This weekend marked my first longish run post-Boston marathon, and I ran the Kenosha half-marathon in nearby Kenosha, WI, just on the other side of the Illinois border. The race was interesting for a variety of reasons—in no small part because I got there late and started 10 minutes behind everyone (including the police swag car), so I got to see a lot of different people as I caught up to the larger crowd. What I was most surprised about, however, was not the undulating course (which I was not expecting) or the Kenoshan scenery (pretty, as advertised) but what people were wearing for the race. Translation: I can’t believe how overdressed people were.
Consider this post a PSA on “how to dress for the weather” when embarking on a run.
I’ve always heard to “dress as though it’s 20 degrees warmer” when dressing for a run (though there may be some concessions to that when it’s really, really cold outside). As best as I can understand, the 20 degree rule takes into consideration the fact that you’ll warm up when you’re running, despite the weather conditions. 50 won’t feel like 50; it’ll feel like 70. And ungodly concentrations of humidity can further exacerbate the weather, making 70 with 100% humidity feel a WHOLE lot hotter, probably upper 80s/90+. Some folks will even go so far to assert that you should feel just slightly chilly outside, in your running clothes, before you get movin’.

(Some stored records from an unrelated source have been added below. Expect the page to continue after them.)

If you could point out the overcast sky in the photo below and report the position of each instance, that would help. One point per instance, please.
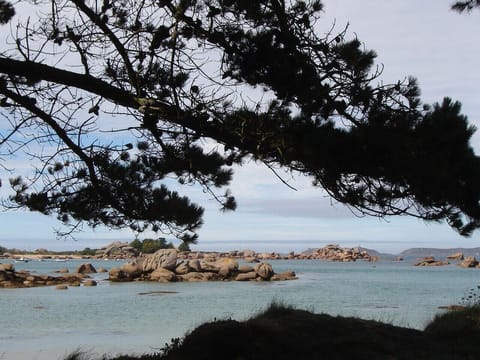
(420, 38)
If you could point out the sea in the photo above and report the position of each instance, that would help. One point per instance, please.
(141, 317)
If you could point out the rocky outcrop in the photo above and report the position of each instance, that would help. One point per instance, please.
(164, 258)
(469, 262)
(456, 256)
(168, 265)
(10, 278)
(117, 250)
(86, 268)
(430, 261)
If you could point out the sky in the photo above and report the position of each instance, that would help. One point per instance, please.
(420, 38)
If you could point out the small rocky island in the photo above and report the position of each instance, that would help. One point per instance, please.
(167, 265)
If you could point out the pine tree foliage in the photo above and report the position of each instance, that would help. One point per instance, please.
(115, 98)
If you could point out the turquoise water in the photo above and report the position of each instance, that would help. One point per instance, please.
(44, 323)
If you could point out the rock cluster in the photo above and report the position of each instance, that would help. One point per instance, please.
(329, 252)
(9, 278)
(469, 262)
(166, 266)
(430, 261)
(456, 256)
(117, 250)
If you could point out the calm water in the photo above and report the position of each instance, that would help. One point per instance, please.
(44, 323)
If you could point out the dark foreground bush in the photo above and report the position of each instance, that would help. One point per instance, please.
(285, 333)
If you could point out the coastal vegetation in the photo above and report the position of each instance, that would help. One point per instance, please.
(283, 332)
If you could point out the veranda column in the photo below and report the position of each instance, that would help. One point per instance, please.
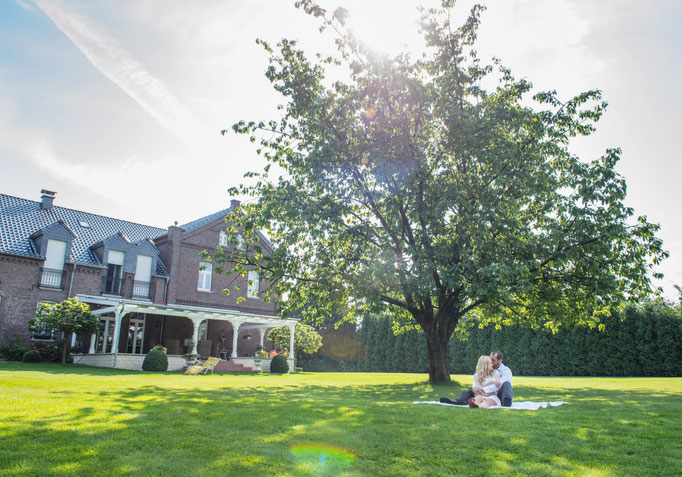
(93, 342)
(235, 336)
(118, 315)
(292, 353)
(195, 336)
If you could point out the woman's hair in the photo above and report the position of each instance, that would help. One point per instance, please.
(484, 368)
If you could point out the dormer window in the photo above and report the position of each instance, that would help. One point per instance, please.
(53, 271)
(143, 276)
(254, 284)
(205, 273)
(114, 277)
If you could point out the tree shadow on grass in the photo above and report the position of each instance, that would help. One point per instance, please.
(153, 429)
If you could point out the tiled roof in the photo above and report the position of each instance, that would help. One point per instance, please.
(20, 218)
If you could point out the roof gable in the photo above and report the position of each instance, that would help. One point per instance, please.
(22, 218)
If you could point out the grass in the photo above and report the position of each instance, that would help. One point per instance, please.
(73, 420)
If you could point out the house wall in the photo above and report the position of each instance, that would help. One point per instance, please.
(185, 261)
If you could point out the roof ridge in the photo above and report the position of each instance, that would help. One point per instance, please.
(89, 213)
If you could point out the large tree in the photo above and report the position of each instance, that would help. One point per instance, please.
(69, 316)
(412, 187)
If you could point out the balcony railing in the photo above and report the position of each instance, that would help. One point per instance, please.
(112, 286)
(50, 278)
(141, 289)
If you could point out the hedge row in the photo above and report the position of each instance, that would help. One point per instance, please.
(644, 341)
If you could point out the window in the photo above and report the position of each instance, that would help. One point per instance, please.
(254, 284)
(43, 334)
(143, 275)
(114, 272)
(52, 272)
(205, 271)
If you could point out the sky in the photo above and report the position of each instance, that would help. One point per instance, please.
(118, 105)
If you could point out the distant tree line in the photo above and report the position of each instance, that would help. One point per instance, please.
(642, 341)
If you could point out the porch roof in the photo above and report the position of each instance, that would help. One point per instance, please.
(248, 320)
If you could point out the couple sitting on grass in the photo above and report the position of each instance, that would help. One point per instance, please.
(492, 384)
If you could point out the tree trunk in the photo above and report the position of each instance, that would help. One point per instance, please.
(67, 342)
(437, 352)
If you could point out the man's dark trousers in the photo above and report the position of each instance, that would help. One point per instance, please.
(506, 395)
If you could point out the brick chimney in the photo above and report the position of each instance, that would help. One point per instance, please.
(46, 199)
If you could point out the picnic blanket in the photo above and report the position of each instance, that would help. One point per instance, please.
(525, 405)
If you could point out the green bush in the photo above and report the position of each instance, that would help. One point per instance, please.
(279, 364)
(155, 360)
(31, 356)
(48, 351)
(15, 350)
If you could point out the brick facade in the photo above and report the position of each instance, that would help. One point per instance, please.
(177, 252)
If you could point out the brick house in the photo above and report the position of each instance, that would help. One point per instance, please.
(147, 285)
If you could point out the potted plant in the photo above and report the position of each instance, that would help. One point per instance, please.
(258, 358)
(190, 358)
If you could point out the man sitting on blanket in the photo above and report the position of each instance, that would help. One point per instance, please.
(504, 391)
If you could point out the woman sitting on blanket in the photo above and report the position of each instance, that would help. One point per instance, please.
(485, 375)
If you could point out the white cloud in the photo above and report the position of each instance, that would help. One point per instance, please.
(114, 62)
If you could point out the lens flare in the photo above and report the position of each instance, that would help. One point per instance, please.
(322, 459)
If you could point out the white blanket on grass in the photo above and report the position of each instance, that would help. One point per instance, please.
(526, 405)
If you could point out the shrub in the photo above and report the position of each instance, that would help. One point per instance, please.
(31, 356)
(279, 364)
(49, 352)
(15, 350)
(155, 360)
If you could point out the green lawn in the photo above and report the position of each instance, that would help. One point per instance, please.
(72, 420)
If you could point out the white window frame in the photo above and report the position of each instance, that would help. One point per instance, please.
(33, 333)
(205, 277)
(253, 284)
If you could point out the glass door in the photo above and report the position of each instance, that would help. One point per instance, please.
(105, 335)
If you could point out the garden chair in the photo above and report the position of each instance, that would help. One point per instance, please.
(204, 367)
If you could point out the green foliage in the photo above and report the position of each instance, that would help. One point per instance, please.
(306, 339)
(279, 364)
(15, 350)
(156, 360)
(409, 188)
(640, 341)
(49, 352)
(31, 356)
(69, 316)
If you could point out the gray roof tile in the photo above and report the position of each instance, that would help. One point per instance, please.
(21, 218)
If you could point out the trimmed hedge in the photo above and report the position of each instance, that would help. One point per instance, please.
(31, 356)
(643, 341)
(156, 360)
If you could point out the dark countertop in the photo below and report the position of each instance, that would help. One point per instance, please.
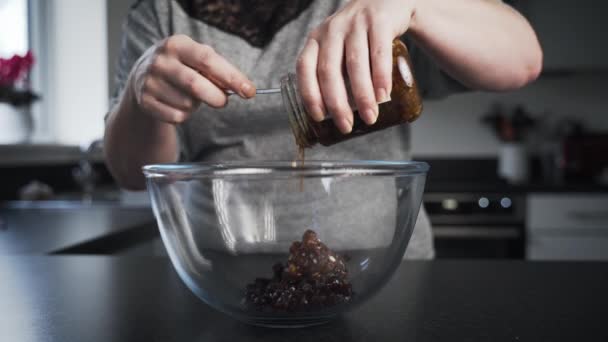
(142, 299)
(95, 228)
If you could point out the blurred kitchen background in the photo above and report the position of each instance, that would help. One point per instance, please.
(519, 175)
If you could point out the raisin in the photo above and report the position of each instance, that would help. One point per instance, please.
(314, 277)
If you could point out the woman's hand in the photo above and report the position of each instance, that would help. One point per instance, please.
(175, 76)
(359, 36)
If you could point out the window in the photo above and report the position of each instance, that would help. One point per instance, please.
(14, 27)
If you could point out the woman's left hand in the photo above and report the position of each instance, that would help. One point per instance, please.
(359, 36)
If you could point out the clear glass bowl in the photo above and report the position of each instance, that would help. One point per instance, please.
(225, 225)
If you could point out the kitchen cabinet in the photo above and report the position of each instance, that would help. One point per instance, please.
(568, 226)
(572, 33)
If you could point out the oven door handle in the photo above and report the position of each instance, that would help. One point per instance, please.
(478, 232)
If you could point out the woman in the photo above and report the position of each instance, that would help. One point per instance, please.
(179, 57)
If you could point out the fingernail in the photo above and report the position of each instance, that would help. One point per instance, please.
(382, 95)
(247, 90)
(318, 114)
(370, 116)
(344, 125)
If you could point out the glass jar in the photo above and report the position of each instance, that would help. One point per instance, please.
(405, 106)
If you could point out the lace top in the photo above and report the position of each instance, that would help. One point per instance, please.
(256, 21)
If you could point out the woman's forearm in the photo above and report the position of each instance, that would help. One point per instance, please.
(482, 43)
(133, 140)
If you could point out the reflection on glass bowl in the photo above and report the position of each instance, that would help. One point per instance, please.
(282, 244)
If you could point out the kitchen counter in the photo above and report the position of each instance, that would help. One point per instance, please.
(69, 298)
(73, 228)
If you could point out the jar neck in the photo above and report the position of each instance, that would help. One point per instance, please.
(301, 127)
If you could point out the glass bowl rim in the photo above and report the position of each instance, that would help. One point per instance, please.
(289, 169)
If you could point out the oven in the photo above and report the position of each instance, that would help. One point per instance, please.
(477, 225)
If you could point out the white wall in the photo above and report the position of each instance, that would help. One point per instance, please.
(452, 128)
(76, 96)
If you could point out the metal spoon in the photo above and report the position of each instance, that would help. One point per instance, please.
(259, 91)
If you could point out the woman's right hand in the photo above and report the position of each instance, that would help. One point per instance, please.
(173, 77)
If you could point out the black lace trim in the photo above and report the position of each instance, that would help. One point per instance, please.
(256, 21)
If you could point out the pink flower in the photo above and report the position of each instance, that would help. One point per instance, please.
(15, 68)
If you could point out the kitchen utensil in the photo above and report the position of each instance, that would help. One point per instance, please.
(227, 225)
(259, 91)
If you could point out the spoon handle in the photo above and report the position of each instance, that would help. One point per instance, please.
(259, 91)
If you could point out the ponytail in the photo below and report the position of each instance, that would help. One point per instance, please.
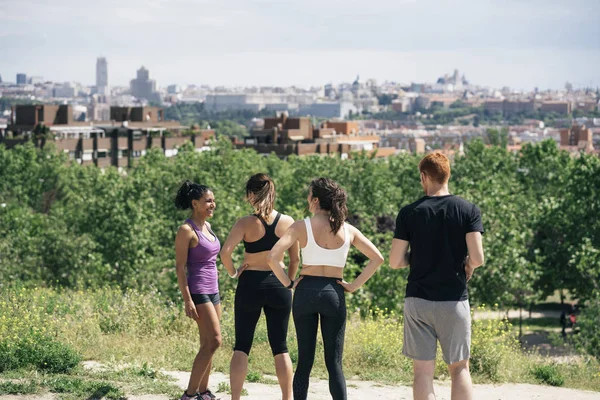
(187, 192)
(332, 197)
(262, 188)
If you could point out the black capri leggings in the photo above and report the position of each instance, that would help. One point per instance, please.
(320, 297)
(259, 290)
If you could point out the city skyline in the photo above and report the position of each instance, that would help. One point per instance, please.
(522, 45)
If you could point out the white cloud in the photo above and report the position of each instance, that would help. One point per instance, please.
(259, 41)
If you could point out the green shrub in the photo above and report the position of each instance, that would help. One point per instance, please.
(16, 388)
(493, 348)
(85, 389)
(588, 339)
(548, 374)
(225, 388)
(41, 353)
(254, 376)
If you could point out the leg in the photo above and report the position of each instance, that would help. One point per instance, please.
(247, 314)
(423, 380)
(455, 339)
(238, 369)
(277, 313)
(333, 328)
(420, 344)
(210, 341)
(204, 382)
(306, 321)
(462, 388)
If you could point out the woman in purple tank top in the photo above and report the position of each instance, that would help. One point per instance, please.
(196, 250)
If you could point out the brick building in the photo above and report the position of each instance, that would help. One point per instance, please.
(577, 135)
(557, 107)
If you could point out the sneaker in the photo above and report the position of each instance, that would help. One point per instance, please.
(186, 396)
(208, 395)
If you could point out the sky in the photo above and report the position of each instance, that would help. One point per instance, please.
(521, 44)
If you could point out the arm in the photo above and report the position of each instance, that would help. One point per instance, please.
(235, 237)
(399, 254)
(182, 243)
(294, 254)
(275, 257)
(475, 257)
(366, 247)
(475, 246)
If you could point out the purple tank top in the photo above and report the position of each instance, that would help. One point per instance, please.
(202, 263)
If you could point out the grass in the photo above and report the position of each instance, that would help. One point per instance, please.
(536, 324)
(109, 383)
(148, 333)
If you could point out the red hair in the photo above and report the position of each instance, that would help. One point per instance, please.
(436, 166)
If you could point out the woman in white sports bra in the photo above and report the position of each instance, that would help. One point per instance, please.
(324, 240)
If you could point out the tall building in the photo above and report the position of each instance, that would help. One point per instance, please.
(143, 87)
(101, 76)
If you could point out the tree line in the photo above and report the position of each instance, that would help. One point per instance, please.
(67, 225)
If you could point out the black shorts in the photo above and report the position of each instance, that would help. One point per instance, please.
(206, 298)
(258, 291)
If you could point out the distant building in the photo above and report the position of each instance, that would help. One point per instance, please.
(586, 105)
(101, 76)
(577, 135)
(518, 107)
(35, 80)
(343, 127)
(28, 116)
(282, 130)
(64, 91)
(509, 107)
(143, 87)
(137, 114)
(557, 107)
(173, 89)
(335, 109)
(99, 112)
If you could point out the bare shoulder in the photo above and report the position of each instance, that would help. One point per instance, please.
(245, 221)
(185, 230)
(353, 231)
(287, 220)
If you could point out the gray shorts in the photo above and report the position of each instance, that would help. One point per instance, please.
(426, 322)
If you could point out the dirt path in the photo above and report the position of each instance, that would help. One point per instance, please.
(369, 390)
(319, 390)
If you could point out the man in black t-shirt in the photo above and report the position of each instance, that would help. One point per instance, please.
(444, 235)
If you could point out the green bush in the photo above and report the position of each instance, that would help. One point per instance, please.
(254, 376)
(493, 347)
(39, 352)
(588, 339)
(85, 389)
(548, 374)
(16, 388)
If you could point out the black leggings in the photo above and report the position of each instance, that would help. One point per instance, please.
(257, 290)
(324, 297)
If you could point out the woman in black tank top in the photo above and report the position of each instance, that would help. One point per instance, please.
(258, 288)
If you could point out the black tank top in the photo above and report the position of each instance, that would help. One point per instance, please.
(266, 242)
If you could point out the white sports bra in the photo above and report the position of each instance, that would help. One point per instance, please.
(313, 254)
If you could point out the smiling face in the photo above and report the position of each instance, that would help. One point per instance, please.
(205, 206)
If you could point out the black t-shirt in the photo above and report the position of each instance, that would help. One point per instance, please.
(435, 227)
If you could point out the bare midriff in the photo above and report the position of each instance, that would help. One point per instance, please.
(257, 261)
(326, 271)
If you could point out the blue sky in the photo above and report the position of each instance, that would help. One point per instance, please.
(516, 43)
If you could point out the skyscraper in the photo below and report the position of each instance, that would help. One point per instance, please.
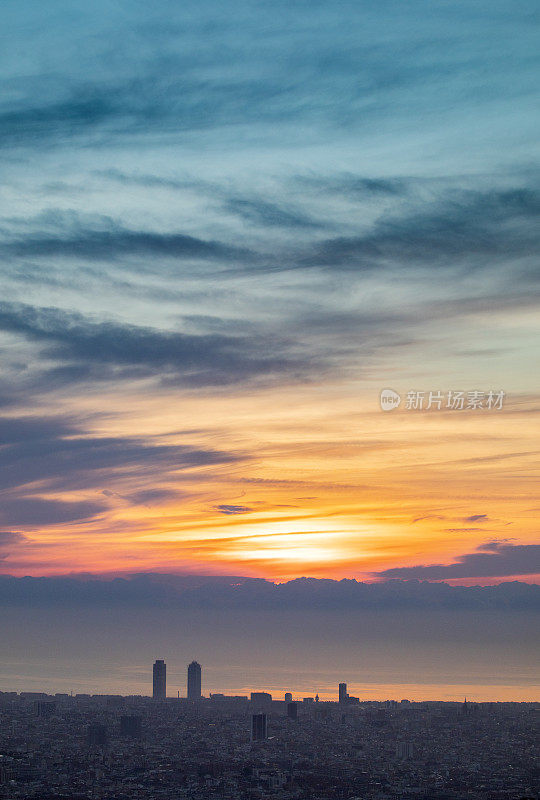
(258, 727)
(159, 683)
(194, 681)
(292, 710)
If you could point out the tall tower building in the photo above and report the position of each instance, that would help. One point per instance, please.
(159, 683)
(194, 681)
(259, 729)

I know some people are “always cold,” or “always hot,” or something in between, so I guess those anomalies would have to plan accordingly. What blew me away at Kenosha, though, was that at the 7 a.m. start, it was already about 60 or so, very sunny, and at times, gusts of wind. In spite of these favorable (if not warm) conditions, I can’t tell you how many athletes I saw donning long-sleeve shirts, gloves, ear-warmers, hats, or long tights—stuff that I wear when it’s closer to <30 outside.
I can’t imagine that Kenosha is much hotter than Chicago, but man… it was weird. And I think what spooked me so much about it was that it reminded me of the 2007 Chicago Marathon (the hot-as-hell year). Despite how warm it was, there were throngs of runners wearing similar cold-weather wear, probably exacerbating their heat-related fatigue. It was not something I wanted to see again. And the weird thing at Kenosha was that the runners (half-marathoners or full) who were wearing tons of clothing weren’t just the folks in the back of the pack, who would be spending more time outside (and thus, subjected to the whims of the weather for a longer period of time). The overdressed folks were a cross-section of both the tortoises and the hares, the halfers and the fulls.
Knowing what to wear when running outside is worthy of care and consideration only because runners have to think about threats such as heat exhaustion, hyperthermia, hypothermia, or heat stroke, among other elements-related or elements-inflicted illnesses.
We all just have to be careful and take all these factors into consideration before trekking out on our daily jaunts.